Oliver Schmidt, the head of Volkswagen's USA regulatory compliance office from 2014 to 2015, will reportedly plead guilty to his part in the emissions cheating crime and face up to 169 years in prison, according to Automotive News.
U.S. prosecutors and lawyers for Oliver Schmidt, a German national, told U.S. District Judge Sean Cox in Detroit that Schmidt had chose to plead guilty, the court said Tuesday. Mr. Schmidt is the second to plead guilty after James Liang, an engineer based from 1983 to 2008 in Wolfsburg, the headquarters of VW in Germany, where he worked in the department in charge of diesel development.
"A lawyer for Schmidt, David DuMouchel, declined to comment". Mr. Schmidt is scheduled to be sentenced August 4, the spokesman said.
Schmidt, who was the head of Volkswagen's environmental and engineering center in MI, has been charged with 11 felony counts and could face a maximum of up to 169 years in prison. It wasn't immediately clear whether Schmidt is still employed by the company. "USA prosecutors have amassed more than 4.3 million documents covering more than 40 million pages in the ongoing probe". Volkswagen spokeswoman Jeannine Ginivan claimed that the brand "continues to cooperate with investigations by the Department of Justice into the conduct of individuals".

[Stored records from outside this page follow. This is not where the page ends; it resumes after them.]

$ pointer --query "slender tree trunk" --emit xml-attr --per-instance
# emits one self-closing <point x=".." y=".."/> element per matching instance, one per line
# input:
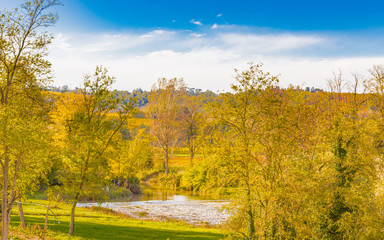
<point x="4" y="203"/>
<point x="166" y="160"/>
<point x="46" y="219"/>
<point x="251" y="225"/>
<point x="192" y="155"/>
<point x="21" y="213"/>
<point x="72" y="224"/>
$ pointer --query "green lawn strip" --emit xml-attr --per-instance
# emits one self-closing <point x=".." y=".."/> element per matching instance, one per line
<point x="96" y="225"/>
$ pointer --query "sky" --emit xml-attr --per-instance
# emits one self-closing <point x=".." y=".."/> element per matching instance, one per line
<point x="139" y="41"/>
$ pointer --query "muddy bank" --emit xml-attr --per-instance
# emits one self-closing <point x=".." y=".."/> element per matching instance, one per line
<point x="197" y="212"/>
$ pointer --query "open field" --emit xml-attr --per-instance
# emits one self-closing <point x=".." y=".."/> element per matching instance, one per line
<point x="92" y="224"/>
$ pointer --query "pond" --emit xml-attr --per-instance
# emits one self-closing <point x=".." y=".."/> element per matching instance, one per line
<point x="155" y="204"/>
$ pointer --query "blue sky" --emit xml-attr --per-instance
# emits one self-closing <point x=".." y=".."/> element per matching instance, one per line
<point x="203" y="41"/>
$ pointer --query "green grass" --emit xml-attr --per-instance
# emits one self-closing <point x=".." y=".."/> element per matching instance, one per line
<point x="91" y="224"/>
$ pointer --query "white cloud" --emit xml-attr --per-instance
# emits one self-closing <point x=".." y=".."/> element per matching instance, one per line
<point x="198" y="34"/>
<point x="138" y="59"/>
<point x="196" y="22"/>
<point x="269" y="43"/>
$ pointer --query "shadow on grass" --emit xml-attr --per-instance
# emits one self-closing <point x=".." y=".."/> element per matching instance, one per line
<point x="91" y="230"/>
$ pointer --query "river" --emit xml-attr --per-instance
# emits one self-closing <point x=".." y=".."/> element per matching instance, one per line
<point x="155" y="204"/>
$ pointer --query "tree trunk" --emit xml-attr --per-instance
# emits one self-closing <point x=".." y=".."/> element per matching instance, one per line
<point x="192" y="155"/>
<point x="21" y="213"/>
<point x="72" y="224"/>
<point x="251" y="225"/>
<point x="4" y="202"/>
<point x="46" y="219"/>
<point x="166" y="161"/>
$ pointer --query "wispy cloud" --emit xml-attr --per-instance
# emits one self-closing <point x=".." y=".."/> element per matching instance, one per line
<point x="196" y="22"/>
<point x="206" y="59"/>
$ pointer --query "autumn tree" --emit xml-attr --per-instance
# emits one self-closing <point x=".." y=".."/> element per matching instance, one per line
<point x="166" y="109"/>
<point x="23" y="70"/>
<point x="87" y="131"/>
<point x="131" y="157"/>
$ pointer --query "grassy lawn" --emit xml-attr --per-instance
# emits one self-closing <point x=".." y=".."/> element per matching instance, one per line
<point x="91" y="224"/>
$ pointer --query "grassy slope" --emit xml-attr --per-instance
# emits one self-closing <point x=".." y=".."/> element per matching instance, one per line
<point x="96" y="225"/>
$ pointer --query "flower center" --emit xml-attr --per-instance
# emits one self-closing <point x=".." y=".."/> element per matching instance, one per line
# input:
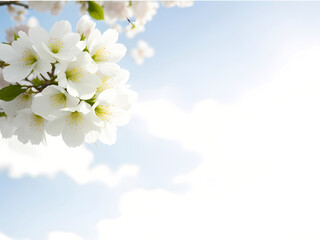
<point x="58" y="100"/>
<point x="100" y="54"/>
<point x="55" y="45"/>
<point x="36" y="122"/>
<point x="106" y="83"/>
<point x="74" y="118"/>
<point x="27" y="57"/>
<point x="103" y="112"/>
<point x="74" y="74"/>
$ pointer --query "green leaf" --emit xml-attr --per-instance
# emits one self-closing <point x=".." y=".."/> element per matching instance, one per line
<point x="95" y="10"/>
<point x="11" y="92"/>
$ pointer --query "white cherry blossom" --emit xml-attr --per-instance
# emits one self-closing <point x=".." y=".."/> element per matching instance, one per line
<point x="30" y="127"/>
<point x="112" y="76"/>
<point x="58" y="45"/>
<point x="114" y="11"/>
<point x="32" y="22"/>
<point x="54" y="7"/>
<point x="85" y="26"/>
<point x="22" y="59"/>
<point x="133" y="31"/>
<point x="178" y="3"/>
<point x="79" y="77"/>
<point x="50" y="103"/>
<point x="104" y="48"/>
<point x="144" y="10"/>
<point x="75" y="124"/>
<point x="3" y="83"/>
<point x="111" y="116"/>
<point x="23" y="101"/>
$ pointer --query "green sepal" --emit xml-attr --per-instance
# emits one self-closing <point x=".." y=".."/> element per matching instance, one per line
<point x="16" y="36"/>
<point x="95" y="10"/>
<point x="37" y="82"/>
<point x="11" y="92"/>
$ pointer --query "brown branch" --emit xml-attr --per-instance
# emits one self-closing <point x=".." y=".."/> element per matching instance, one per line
<point x="8" y="3"/>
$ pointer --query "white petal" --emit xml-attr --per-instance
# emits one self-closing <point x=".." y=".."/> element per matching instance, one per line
<point x="60" y="29"/>
<point x="73" y="136"/>
<point x="108" y="134"/>
<point x="55" y="127"/>
<point x="7" y="54"/>
<point x="117" y="51"/>
<point x="16" y="72"/>
<point x="43" y="66"/>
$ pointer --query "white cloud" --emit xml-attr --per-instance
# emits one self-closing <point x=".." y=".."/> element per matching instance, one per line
<point x="28" y="160"/>
<point x="259" y="178"/>
<point x="4" y="237"/>
<point x="63" y="236"/>
<point x="52" y="236"/>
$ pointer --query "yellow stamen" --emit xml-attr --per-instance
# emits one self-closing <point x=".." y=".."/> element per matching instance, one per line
<point x="106" y="83"/>
<point x="101" y="55"/>
<point x="74" y="74"/>
<point x="27" y="57"/>
<point x="103" y="112"/>
<point x="75" y="119"/>
<point x="36" y="122"/>
<point x="58" y="100"/>
<point x="55" y="45"/>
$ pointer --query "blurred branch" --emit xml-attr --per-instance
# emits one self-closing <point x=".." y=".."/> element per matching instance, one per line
<point x="8" y="3"/>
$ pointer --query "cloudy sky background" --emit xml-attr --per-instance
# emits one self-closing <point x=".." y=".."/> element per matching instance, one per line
<point x="223" y="143"/>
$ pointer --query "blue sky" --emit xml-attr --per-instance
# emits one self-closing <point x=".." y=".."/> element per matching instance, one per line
<point x="213" y="50"/>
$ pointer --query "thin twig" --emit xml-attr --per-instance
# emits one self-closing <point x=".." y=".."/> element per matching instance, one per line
<point x="7" y="3"/>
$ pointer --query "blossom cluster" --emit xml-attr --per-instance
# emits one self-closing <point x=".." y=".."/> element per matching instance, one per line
<point x="64" y="83"/>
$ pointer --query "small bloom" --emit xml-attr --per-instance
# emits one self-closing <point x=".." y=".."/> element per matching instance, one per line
<point x="74" y="124"/>
<point x="144" y="10"/>
<point x="3" y="83"/>
<point x="133" y="31"/>
<point x="116" y="11"/>
<point x="79" y="77"/>
<point x="178" y="3"/>
<point x="112" y="77"/>
<point x="50" y="102"/>
<point x="142" y="51"/>
<point x="23" y="101"/>
<point x="103" y="48"/>
<point x="32" y="22"/>
<point x="85" y="26"/>
<point x="30" y="127"/>
<point x="23" y="59"/>
<point x="111" y="116"/>
<point x="60" y="44"/>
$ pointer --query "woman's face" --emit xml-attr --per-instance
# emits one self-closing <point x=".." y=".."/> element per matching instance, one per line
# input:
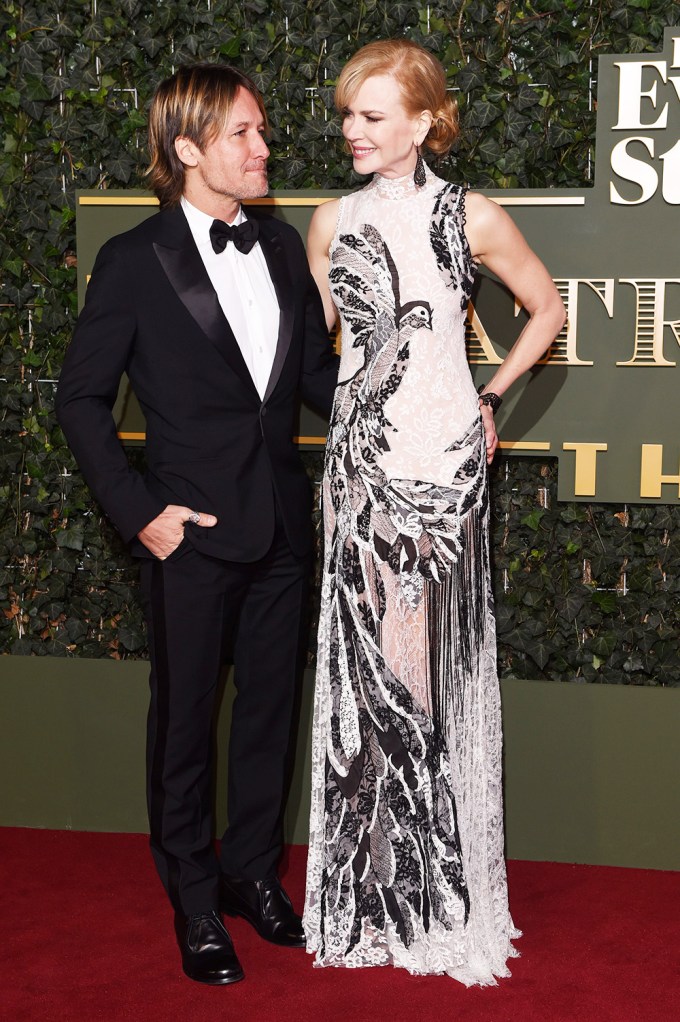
<point x="380" y="132"/>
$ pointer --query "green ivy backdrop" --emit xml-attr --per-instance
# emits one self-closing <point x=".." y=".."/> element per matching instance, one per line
<point x="585" y="593"/>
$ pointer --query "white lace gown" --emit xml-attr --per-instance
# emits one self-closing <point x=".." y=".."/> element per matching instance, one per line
<point x="406" y="860"/>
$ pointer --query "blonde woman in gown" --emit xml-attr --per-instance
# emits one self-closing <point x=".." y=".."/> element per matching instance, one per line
<point x="406" y="862"/>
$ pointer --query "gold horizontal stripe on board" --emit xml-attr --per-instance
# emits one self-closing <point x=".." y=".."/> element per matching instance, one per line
<point x="524" y="445"/>
<point x="276" y="200"/>
<point x="506" y="445"/>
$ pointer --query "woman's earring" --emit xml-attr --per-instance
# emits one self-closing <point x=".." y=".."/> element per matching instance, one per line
<point x="419" y="178"/>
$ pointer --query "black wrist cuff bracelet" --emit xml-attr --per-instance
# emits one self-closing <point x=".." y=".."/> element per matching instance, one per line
<point x="490" y="399"/>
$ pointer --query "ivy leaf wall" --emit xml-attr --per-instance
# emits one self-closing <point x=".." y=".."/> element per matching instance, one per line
<point x="585" y="593"/>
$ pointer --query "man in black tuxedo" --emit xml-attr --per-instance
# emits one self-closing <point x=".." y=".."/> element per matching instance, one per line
<point x="214" y="315"/>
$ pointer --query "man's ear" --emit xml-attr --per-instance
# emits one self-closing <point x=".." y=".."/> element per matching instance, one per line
<point x="187" y="151"/>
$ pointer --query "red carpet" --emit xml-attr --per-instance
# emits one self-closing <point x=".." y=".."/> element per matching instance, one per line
<point x="87" y="934"/>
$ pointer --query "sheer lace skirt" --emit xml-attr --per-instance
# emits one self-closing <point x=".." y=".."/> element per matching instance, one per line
<point x="406" y="863"/>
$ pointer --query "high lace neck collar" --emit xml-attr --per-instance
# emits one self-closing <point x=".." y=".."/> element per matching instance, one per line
<point x="396" y="188"/>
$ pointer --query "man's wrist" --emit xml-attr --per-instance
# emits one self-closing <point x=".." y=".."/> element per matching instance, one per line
<point x="491" y="399"/>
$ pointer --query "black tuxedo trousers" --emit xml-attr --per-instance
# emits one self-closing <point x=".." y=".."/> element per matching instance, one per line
<point x="216" y="446"/>
<point x="198" y="608"/>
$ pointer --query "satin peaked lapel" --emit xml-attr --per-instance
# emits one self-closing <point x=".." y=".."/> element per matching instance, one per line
<point x="272" y="247"/>
<point x="185" y="271"/>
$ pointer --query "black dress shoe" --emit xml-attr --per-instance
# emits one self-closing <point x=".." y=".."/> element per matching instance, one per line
<point x="208" y="954"/>
<point x="266" y="906"/>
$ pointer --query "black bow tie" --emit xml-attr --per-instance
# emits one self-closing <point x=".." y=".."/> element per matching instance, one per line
<point x="242" y="236"/>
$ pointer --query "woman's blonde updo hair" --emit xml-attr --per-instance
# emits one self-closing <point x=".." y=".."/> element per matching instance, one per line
<point x="420" y="78"/>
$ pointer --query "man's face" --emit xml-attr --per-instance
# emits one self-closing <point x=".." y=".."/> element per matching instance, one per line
<point x="233" y="166"/>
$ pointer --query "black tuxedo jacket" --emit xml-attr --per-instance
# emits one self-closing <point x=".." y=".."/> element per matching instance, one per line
<point x="212" y="444"/>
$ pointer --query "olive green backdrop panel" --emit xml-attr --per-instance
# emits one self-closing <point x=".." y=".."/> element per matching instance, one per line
<point x="590" y="775"/>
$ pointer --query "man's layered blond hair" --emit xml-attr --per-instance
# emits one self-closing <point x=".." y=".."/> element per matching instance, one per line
<point x="194" y="103"/>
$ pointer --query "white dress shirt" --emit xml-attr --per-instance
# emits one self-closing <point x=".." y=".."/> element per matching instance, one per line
<point x="245" y="293"/>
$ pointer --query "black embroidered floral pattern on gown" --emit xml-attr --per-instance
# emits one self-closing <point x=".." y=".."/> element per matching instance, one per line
<point x="406" y="846"/>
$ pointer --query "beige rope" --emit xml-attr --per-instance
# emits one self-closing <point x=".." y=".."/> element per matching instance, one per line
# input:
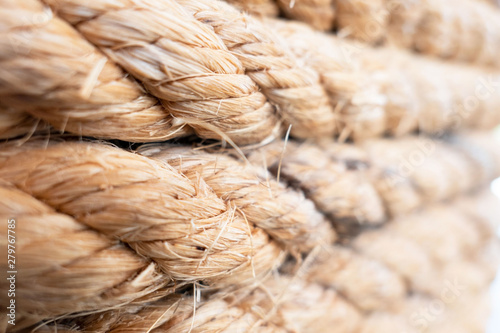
<point x="389" y="91"/>
<point x="320" y="14"/>
<point x="181" y="225"/>
<point x="292" y="86"/>
<point x="256" y="7"/>
<point x="179" y="60"/>
<point x="379" y="179"/>
<point x="282" y="212"/>
<point x="433" y="244"/>
<point x="232" y="313"/>
<point x="14" y="123"/>
<point x="368" y="284"/>
<point x="50" y="71"/>
<point x="64" y="267"/>
<point x="463" y="30"/>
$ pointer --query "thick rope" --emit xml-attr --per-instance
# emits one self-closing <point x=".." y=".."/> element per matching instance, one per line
<point x="192" y="234"/>
<point x="291" y="86"/>
<point x="282" y="212"/>
<point x="64" y="267"/>
<point x="50" y="71"/>
<point x="368" y="183"/>
<point x="280" y="296"/>
<point x="180" y="61"/>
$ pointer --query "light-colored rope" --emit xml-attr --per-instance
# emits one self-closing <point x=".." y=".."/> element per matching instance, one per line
<point x="180" y="61"/>
<point x="50" y="71"/>
<point x="282" y="212"/>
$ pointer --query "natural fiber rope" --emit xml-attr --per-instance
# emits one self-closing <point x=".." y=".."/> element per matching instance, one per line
<point x="285" y="298"/>
<point x="369" y="94"/>
<point x="320" y="14"/>
<point x="179" y="60"/>
<point x="66" y="260"/>
<point x="187" y="230"/>
<point x="365" y="282"/>
<point x="367" y="183"/>
<point x="292" y="87"/>
<point x="256" y="7"/>
<point x="453" y="235"/>
<point x="389" y="91"/>
<point x="274" y="305"/>
<point x="282" y="212"/>
<point x="464" y="30"/>
<point x="50" y="71"/>
<point x="89" y="181"/>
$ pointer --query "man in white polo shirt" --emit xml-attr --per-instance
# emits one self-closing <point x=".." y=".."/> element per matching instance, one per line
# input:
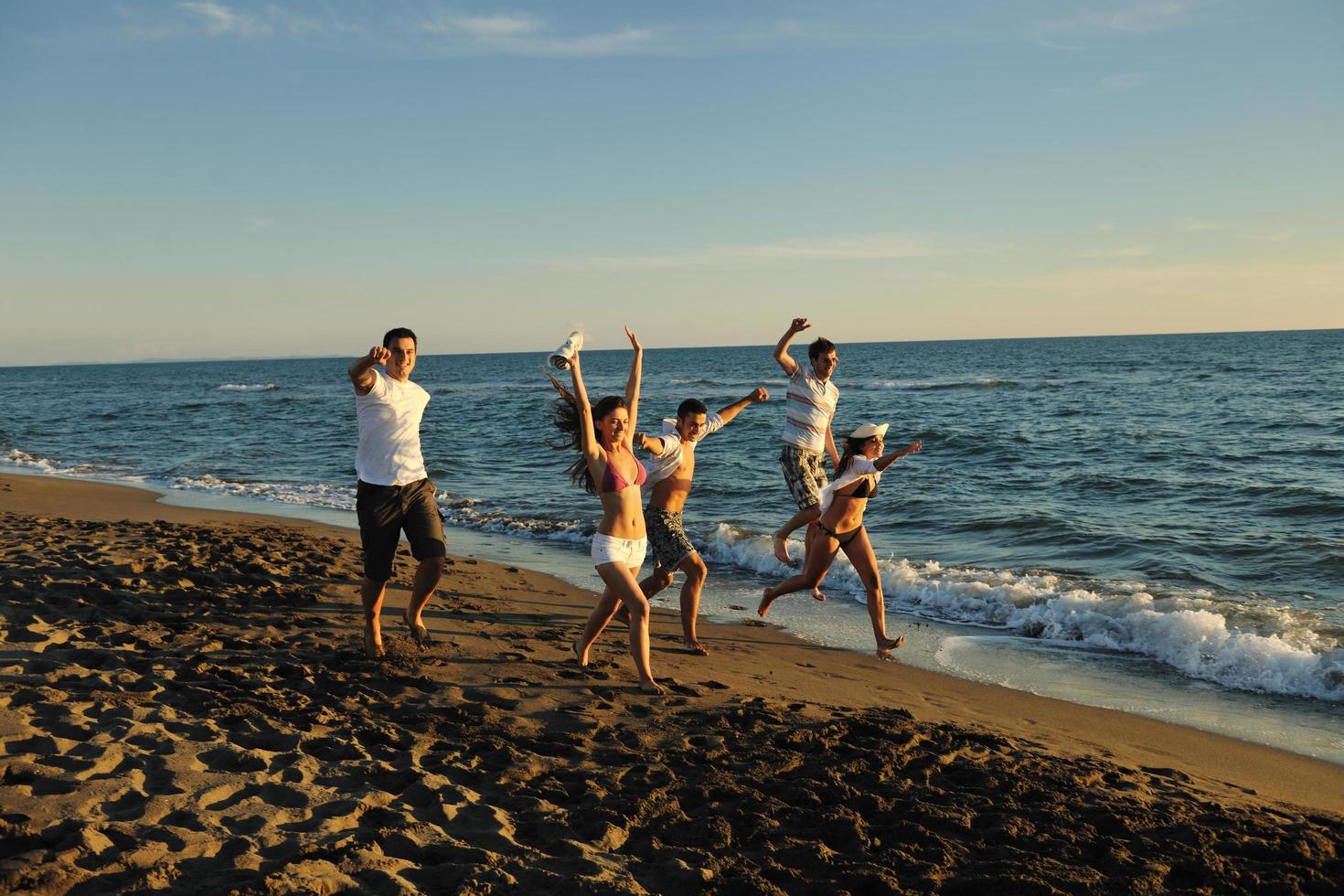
<point x="394" y="491"/>
<point x="809" y="407"/>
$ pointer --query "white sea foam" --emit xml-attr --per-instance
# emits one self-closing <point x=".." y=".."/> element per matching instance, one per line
<point x="1272" y="649"/>
<point x="28" y="461"/>
<point x="336" y="497"/>
<point x="917" y="386"/>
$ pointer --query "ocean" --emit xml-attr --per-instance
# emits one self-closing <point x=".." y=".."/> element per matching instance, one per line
<point x="1149" y="523"/>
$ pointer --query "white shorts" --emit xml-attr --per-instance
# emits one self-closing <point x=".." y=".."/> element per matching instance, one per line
<point x="628" y="552"/>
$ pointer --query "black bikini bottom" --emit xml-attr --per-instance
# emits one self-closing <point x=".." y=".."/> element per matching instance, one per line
<point x="843" y="538"/>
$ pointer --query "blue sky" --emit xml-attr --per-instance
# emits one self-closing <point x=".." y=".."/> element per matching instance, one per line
<point x="256" y="179"/>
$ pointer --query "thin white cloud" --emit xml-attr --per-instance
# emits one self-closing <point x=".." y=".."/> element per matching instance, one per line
<point x="1135" y="16"/>
<point x="1118" y="83"/>
<point x="218" y="19"/>
<point x="483" y="27"/>
<point x="1118" y="251"/>
<point x="526" y="35"/>
<point x="1195" y="225"/>
<point x="212" y="19"/>
<point x="1275" y="237"/>
<point x="851" y="249"/>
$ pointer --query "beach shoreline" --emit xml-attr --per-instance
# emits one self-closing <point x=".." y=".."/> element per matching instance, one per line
<point x="103" y="581"/>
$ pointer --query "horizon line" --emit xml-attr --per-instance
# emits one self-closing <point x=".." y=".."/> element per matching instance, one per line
<point x="219" y="359"/>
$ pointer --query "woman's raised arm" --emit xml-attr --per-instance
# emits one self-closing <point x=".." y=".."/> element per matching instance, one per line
<point x="632" y="389"/>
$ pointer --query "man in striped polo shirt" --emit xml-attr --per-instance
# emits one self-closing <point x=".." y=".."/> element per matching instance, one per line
<point x="811" y="406"/>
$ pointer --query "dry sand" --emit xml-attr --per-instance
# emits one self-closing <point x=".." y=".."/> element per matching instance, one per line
<point x="185" y="706"/>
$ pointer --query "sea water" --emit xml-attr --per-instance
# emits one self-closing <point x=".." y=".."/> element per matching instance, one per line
<point x="1153" y="524"/>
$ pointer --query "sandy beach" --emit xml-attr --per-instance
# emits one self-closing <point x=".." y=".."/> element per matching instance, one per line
<point x="185" y="707"/>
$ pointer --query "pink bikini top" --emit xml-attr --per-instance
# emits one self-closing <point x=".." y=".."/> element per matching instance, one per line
<point x="613" y="481"/>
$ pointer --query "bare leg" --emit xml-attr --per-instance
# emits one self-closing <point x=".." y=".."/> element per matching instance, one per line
<point x="695" y="575"/>
<point x="428" y="575"/>
<point x="371" y="595"/>
<point x="821" y="552"/>
<point x="601" y="614"/>
<point x="657" y="581"/>
<point x="866" y="564"/>
<point x="780" y="540"/>
<point x="621" y="581"/>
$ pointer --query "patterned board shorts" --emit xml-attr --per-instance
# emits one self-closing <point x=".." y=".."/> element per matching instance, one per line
<point x="805" y="475"/>
<point x="667" y="538"/>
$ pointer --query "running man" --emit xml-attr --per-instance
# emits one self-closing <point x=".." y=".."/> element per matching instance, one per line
<point x="809" y="407"/>
<point x="394" y="491"/>
<point x="667" y="488"/>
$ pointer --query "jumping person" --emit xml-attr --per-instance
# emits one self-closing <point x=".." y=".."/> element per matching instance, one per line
<point x="394" y="491"/>
<point x="667" y="489"/>
<point x="809" y="407"/>
<point x="840" y="527"/>
<point x="606" y="466"/>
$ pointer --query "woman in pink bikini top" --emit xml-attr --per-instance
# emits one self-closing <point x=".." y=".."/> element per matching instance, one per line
<point x="606" y="466"/>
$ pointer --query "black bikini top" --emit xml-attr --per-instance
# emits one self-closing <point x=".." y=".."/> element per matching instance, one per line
<point x="867" y="488"/>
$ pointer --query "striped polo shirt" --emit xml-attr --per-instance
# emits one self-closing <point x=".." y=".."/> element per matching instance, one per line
<point x="809" y="404"/>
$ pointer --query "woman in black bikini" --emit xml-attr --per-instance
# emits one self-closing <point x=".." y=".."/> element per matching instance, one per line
<point x="840" y="527"/>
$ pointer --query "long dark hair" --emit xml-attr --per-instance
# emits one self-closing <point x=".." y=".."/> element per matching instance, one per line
<point x="851" y="448"/>
<point x="571" y="423"/>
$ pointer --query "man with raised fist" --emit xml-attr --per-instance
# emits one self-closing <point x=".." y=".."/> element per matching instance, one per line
<point x="394" y="492"/>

VW will pay a $1.5-billion civil fine and $2.8-billion criminal fine, which would have been stiffer had the company refused to spend more than $11 billion to fix or buyback the almost 500,000 tainted vehicles. The others are in Germany, and nearly all are unlikely to face trials in the United States because Germany does not extradite its citizens. Schmidt was the head of VW's environmental and engineering center in MI.